Qualche giorno fa si è appreso che uno dei docenti che accompagnavano gli studenti del liceo Ippolito Nievo di Padova nella visita all’Expo ha presentato la sua canonica relazione di fine anno sottolineando il “buon esito” della visita stessa, alla quale la classe di cui faceva parte il povero Maurantonio (quello caduto dalla finestra) aveva partecipato “con sincera partecipazione ed entusiasmo”. E quando qualcuno s’è accorto della gaffe, il docente si è giustificato precisando che la relazione l’aveva preparata prima della gita fatale. Pezo el tacòn del buso, dicono in Veneto: all’evidente (e tragica) imperizia in vigilando, infatti, il docente padovano ha aggiunto la sciatteria burocratica.

Quando, nell’ambito della riforma della scuola, si parla di “organico funzionale” (e magari anche di “preside sceriffo”), è bene tenere a mente l’episodio. Non per criminalizzare il povero docente. Per segnalare l’inadeguatezza pedagogica di un ordinamento fondato sulla giustapposizione di cattedra a cattedra, senza nessuna considerazione delle attività extracurricolari che sempre più debbono integrare il percorso formativo, specialmente nella scuola superiore. Non a caso, del resto, quando si tratta di seguire i giovani in queste attività la scelta cade sempre sui docenti meno “titolati”: di solito l’insegnante di ginnastica, questa volta l’insegnante di disegno. Come se il processo educativo si esaurisse nelle lezioni ex cathedra, e quanto riguarda la socializzazione fosse un di più da dare pauperibus. Già gli antichi dubitavano dell’efficacia di questo metodo (Purus grammaticus purus asinus). Figuriamoci ora, che le grammatiche si apprendono in rete, mentre la rete a sua volta è strumento di socializzazione effimero e fuorviante.

Ma che cosa c’entrano la socializzazione e l’organico funzionale con la stabilizzazione dei precari? C’entrano. Non tanto perché i centomila neoassunti debbano necessariamente essere destinati a coprire i buchi di quell’organico.
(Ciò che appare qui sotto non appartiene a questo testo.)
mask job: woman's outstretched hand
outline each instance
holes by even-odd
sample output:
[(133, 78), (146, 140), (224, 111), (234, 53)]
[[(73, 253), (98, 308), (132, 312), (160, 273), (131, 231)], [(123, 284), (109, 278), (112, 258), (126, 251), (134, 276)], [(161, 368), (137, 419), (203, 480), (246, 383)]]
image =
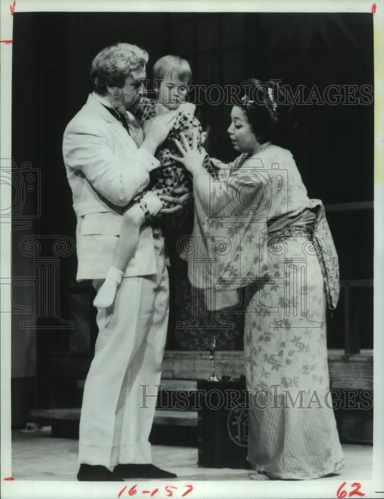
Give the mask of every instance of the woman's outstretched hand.
[(192, 133), (192, 148), (190, 147), (183, 133), (180, 134), (180, 137), (183, 145), (177, 139), (175, 140), (175, 143), (180, 151), (181, 156), (175, 156), (173, 154), (170, 154), (169, 156), (175, 161), (181, 163), (193, 175), (202, 167), (203, 161), (207, 153), (203, 149), (199, 151), (197, 148), (197, 134), (195, 132)]

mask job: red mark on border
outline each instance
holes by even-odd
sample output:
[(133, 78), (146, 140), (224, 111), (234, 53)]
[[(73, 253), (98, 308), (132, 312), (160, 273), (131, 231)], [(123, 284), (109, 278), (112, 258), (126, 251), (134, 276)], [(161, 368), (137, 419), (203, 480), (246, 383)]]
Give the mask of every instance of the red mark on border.
[(120, 496), (121, 495), (121, 494), (122, 494), (123, 493), (123, 492), (124, 492), (124, 491), (125, 490), (125, 489), (126, 489), (126, 488), (127, 488), (127, 486), (126, 486), (126, 486), (125, 486), (125, 487), (124, 488), (124, 489), (122, 489), (122, 490), (121, 490), (121, 491), (120, 491), (120, 492), (119, 493), (119, 495), (118, 495), (118, 496), (117, 496), (117, 497), (118, 497), (118, 498), (119, 498), (119, 499), (120, 499)]

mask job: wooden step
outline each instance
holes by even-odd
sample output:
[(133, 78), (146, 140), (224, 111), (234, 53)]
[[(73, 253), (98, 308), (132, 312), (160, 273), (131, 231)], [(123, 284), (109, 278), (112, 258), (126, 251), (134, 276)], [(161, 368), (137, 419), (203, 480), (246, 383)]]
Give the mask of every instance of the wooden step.
[[(30, 420), (60, 420), (79, 421), (80, 409), (40, 409), (28, 411)], [(154, 425), (170, 425), (177, 426), (197, 426), (197, 413), (195, 411), (178, 411), (172, 409), (157, 409), (153, 420)]]
[[(83, 389), (85, 383), (84, 380), (77, 381), (77, 388)], [(176, 391), (182, 390), (193, 392), (197, 389), (197, 381), (193, 379), (162, 379), (159, 383), (160, 390)]]

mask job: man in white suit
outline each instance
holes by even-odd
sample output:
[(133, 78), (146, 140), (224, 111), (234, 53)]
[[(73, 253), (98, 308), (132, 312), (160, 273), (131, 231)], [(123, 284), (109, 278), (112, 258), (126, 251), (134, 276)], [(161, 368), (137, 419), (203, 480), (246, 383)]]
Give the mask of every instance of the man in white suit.
[[(127, 43), (102, 50), (91, 68), (94, 91), (64, 133), (77, 219), (76, 278), (92, 279), (96, 289), (112, 263), (123, 207), (159, 166), (154, 154), (172, 125), (169, 116), (154, 118), (144, 138), (129, 111), (143, 95), (147, 61), (145, 50)], [(181, 209), (189, 196), (180, 196), (179, 206), (168, 213)], [(114, 304), (98, 310), (99, 332), (80, 421), (78, 480), (176, 478), (151, 464), (148, 437), (156, 397), (143, 404), (140, 386), (147, 385), (147, 394), (156, 393), (168, 302), (163, 236), (144, 226)]]

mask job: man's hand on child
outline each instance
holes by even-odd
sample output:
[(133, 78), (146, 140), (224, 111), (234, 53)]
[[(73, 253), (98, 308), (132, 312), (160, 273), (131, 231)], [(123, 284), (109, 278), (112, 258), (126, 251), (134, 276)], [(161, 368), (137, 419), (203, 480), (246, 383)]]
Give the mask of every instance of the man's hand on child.
[(173, 215), (184, 209), (190, 202), (192, 197), (192, 193), (186, 187), (177, 187), (174, 189), (173, 194), (175, 196), (162, 196), (160, 198), (172, 205), (171, 208), (162, 208), (160, 210), (160, 215), (167, 216)]
[(180, 133), (180, 138), (182, 145), (177, 139), (175, 139), (175, 144), (181, 156), (176, 156), (173, 154), (170, 154), (169, 157), (181, 163), (193, 175), (198, 173), (203, 167), (203, 162), (207, 153), (203, 149), (199, 151), (197, 146), (197, 134), (196, 132), (192, 133), (192, 147), (190, 147), (183, 133)]

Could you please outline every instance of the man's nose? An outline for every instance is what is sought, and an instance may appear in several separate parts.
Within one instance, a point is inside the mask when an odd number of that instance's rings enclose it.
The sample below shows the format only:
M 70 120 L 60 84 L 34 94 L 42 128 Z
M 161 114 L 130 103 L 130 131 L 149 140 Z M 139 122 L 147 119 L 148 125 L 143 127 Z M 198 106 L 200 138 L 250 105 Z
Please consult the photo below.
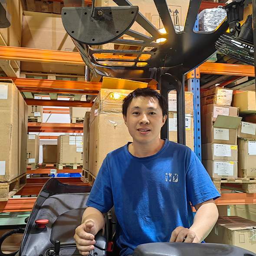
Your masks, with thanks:
M 149 121 L 148 118 L 148 116 L 145 114 L 141 115 L 141 119 L 140 121 L 141 124 L 147 124 L 149 123 Z

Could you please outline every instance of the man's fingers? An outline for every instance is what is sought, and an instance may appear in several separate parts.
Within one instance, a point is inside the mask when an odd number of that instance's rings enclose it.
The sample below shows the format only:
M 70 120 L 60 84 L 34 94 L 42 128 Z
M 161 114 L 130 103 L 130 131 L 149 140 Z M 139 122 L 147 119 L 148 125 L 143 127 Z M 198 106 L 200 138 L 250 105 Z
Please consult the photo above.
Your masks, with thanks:
M 175 242 L 181 243 L 184 241 L 184 239 L 186 237 L 188 233 L 189 230 L 188 229 L 184 228 L 180 230 Z M 187 238 L 186 238 L 186 240 Z M 186 240 L 185 241 L 186 241 Z
M 82 252 L 84 253 L 86 253 L 85 255 L 88 255 L 90 251 L 92 251 L 94 249 L 94 246 L 93 245 L 91 245 L 90 246 L 82 246 L 80 245 L 76 244 L 76 248 L 79 251 L 80 254 L 82 254 L 81 252 Z
M 192 243 L 196 236 L 195 233 L 188 228 L 178 226 L 172 233 L 170 242 Z
M 193 231 L 190 231 L 189 233 L 187 234 L 184 243 L 193 243 L 196 234 Z

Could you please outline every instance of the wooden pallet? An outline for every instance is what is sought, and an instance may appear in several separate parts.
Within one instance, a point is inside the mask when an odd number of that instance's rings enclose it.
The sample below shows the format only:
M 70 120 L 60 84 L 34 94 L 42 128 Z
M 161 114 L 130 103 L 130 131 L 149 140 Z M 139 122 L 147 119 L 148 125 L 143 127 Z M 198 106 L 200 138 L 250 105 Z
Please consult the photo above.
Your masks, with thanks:
M 212 178 L 212 180 L 220 193 L 221 188 L 248 194 L 256 193 L 255 178 Z
M 76 124 L 77 123 L 82 123 L 84 122 L 84 118 L 73 118 L 71 119 L 71 123 L 72 124 Z
M 29 117 L 28 122 L 35 122 L 36 123 L 42 123 L 42 117 L 40 116 L 32 116 Z
M 36 170 L 39 167 L 39 164 L 27 164 L 27 166 L 30 166 L 31 170 Z
M 89 171 L 85 169 L 82 169 L 82 180 L 83 179 L 85 181 L 83 181 L 84 182 L 89 182 L 91 186 L 92 186 L 95 181 L 96 177 L 92 174 L 91 174 Z
M 56 164 L 56 167 L 59 170 L 63 170 L 63 167 L 70 168 L 73 170 L 77 170 L 77 167 L 82 167 L 82 164 Z
M 0 201 L 8 201 L 26 184 L 26 173 L 10 181 L 0 182 Z

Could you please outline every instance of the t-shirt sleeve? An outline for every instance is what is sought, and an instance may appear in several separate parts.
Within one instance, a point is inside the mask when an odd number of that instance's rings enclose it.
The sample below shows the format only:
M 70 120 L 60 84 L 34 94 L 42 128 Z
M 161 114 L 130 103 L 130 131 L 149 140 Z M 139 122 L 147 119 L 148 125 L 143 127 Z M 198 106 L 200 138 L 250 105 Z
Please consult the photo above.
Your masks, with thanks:
M 192 152 L 186 182 L 188 197 L 193 206 L 220 197 L 207 171 L 194 152 Z
M 108 212 L 113 207 L 113 196 L 109 172 L 104 160 L 96 177 L 86 205 L 102 213 Z

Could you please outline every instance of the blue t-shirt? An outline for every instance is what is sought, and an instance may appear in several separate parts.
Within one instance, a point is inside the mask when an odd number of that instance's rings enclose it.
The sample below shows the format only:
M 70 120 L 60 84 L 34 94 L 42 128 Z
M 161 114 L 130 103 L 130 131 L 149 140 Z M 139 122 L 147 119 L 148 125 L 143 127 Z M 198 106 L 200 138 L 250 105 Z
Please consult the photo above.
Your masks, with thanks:
M 193 206 L 220 195 L 196 154 L 165 140 L 155 154 L 137 158 L 128 145 L 108 154 L 86 203 L 106 213 L 115 205 L 117 245 L 123 256 L 139 244 L 169 242 L 193 222 Z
Perché è proprio il sistema di reclutamento fondato esclusivamente sulla chair property (sulla proprietà di una cattedra che uno si porta dietro vita natural durante) ad aver prodotto la cifra mostruosa di precari con cui oggi dobbiamo fare i conti. Per cui fa bene il governo a sostenere che assunzione dei precari e organico dell’autonomia simul stabunt et simul cadent. Il “ricatto” non è il suo, è quello delle corporazioni che si oppongono all’innovazione formativa con gli stessi argomenti con cui Ned Ludd si opponeva all’innovazione tecnologica. Che cosa c’entrino poi le corporazioni coi sindacati e con la sinistra è una bella domanda: la stessa che si è posta Luigi Berlinguer sul Corriere del 31 maggio, osservando che gli oppositori della riforma difendono una scuola che “resta comunque di classe”, in quanto abbandona a se stessi i più deboli perché “frammentata nei saperi e nelle materie rigidamente formalizzate”.